Today was Martha's birthday.
Well, the Doctor reasoned, any day could be Martha's birthday for him (any one of her birthdays, in fact), but as he walked through a crowded London street, phone still in his pocket (and still silent, always silent), he realised that this was the day she celebrated turning twenty-four. The child, Martha Jones (though not really a child, he supposed), who had lived through the world ending and then seen it saved, was one year older.
He knew it was silly to expect it to ring today.
He waited all day anyway.
Her twenty-fourth birthday came.
The whole family was there, this time (and none of them arguing, a miracle in itself), congratulating her, demanding to know how she was, if she was having a good day, had she made a wish when she blew out the candles, to which she replied that she was no longer a child and didn't make wishes. That was a lie, of course. There was one thing she wished more than anything else. She wondered if thinking it as she blew out the candles would help.
She knew it was silly to want him there.
She almost called him anyway.
He knew when she became Doctor Jones.
He almost visited her, then, almost set the TARDIS' coordinates to materialise inside her apartment, almost gave in to the longing that had been with him since she left. Just one visit, he thought, just a hello and a congratulations and a good luck for the future, and that would be it. No harm done at all, really, and if she decided (and he knew he was silly for even considering this) that she wanted to come with him again, that was just a bonus, really.

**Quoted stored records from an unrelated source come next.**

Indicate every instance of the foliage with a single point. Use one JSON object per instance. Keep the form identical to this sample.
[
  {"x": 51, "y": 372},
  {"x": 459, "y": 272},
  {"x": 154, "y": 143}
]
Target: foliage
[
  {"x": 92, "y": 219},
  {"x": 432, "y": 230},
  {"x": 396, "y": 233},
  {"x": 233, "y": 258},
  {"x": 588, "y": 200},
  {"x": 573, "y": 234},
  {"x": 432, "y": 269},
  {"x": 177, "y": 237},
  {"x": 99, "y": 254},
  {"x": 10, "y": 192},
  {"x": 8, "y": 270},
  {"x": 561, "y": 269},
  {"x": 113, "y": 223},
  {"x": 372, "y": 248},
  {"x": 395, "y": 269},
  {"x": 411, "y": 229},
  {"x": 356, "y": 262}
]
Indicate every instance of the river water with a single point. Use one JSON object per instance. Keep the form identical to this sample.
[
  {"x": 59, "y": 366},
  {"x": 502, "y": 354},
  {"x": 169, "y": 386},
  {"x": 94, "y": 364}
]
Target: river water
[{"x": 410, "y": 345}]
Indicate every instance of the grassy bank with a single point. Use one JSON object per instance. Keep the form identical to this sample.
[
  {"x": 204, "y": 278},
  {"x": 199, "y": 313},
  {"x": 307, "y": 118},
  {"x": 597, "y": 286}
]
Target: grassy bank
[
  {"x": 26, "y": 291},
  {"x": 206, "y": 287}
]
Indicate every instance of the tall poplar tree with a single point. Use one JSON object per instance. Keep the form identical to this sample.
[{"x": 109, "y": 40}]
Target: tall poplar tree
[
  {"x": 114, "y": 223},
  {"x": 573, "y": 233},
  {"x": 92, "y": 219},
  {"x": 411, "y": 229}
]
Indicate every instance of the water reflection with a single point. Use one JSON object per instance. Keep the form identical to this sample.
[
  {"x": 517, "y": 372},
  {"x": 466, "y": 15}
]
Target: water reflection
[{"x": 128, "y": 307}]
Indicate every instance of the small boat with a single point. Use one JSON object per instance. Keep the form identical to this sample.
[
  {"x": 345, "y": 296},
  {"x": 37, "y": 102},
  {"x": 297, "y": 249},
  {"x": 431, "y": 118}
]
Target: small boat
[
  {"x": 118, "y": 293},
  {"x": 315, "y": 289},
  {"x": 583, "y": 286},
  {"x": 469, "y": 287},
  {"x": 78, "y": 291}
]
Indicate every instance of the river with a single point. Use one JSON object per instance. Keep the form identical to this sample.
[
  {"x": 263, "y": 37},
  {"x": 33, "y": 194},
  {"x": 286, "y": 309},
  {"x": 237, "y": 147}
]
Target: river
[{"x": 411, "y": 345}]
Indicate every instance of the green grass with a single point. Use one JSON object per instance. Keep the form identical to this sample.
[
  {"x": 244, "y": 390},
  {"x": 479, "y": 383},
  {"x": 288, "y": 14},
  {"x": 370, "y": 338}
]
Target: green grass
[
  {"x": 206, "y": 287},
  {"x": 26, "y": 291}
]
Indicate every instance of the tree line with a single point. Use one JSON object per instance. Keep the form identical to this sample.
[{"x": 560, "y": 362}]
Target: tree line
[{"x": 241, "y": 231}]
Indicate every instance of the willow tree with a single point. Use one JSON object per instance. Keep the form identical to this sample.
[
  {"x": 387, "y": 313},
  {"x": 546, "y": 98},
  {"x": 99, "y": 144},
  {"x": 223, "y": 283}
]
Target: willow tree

He didn't end up visiting her.
He realised he didn't want to hear her say no.
That day, she became a doctor.
It felt so strange, after so many years of hard work and sacrifice, to have her friends and family call her Doctor Jones and to know that the title was finally, rightfully hers. She'd been working towards this for so very long, it was hard to believe she'd made it. And yet, even amidst the celebrations and congratulations, she couldn't help but think of another doctor and the way he'd changed her life. One phone call and he'd be there; he'd promised, and she'd never seen him break a promise.
She didn't end up calling him.
She realised she was scared he wouldn't come.
The damned thing still hadn't rung.
He kept it with him anyway, slept with it under his pillow, in the hope that someday it would ring and he'd pick it up to hear Martha Jones' voice calling him back. Even now, even after so long, he woke up every day and waited for the call to run.
He almost didn't expect her to call.
And then, one day, the phone rang.
She still hadn't called him.
It was just a matter of pressing a button. She'd done harder things than this before; she'd sat exams and watched people die and then, sometimes, stopped them from dying; she'd saved the world with words alone (and given a man the word to save them all, when even the Doctor had none). It was just a matter of finding the right words.
She almost didn't ring him.
When she did, she hoped he'd still come running.
They both kept their promises, in the end.
For what seemed like forever, they both just stood there, staring, neither knowing what to say (because maybe there was nothing to say, not when they could see each other's hearts in their eyes). Then they collided in a hug that was a mess of arms finding the right places again and heads resting on shoulders and closeness and tightness and overwhelming relief.
The hopes and fears and doubts were gone, now, replaced by the sort of happiness born only of despair endured alone. They clung to each other like the world was ending (and it could have been, but neither of them would have cared), neither speaking, because this was beyond words. And when they finally broke apart and looked at each other, eyes dancing (oh, how he'd missed those eyes), grinning like fools (oh, how she'd missed that smile), they knew that things were right again.
She'd called, just like she'd promised.
He'd come running, just like he'd said.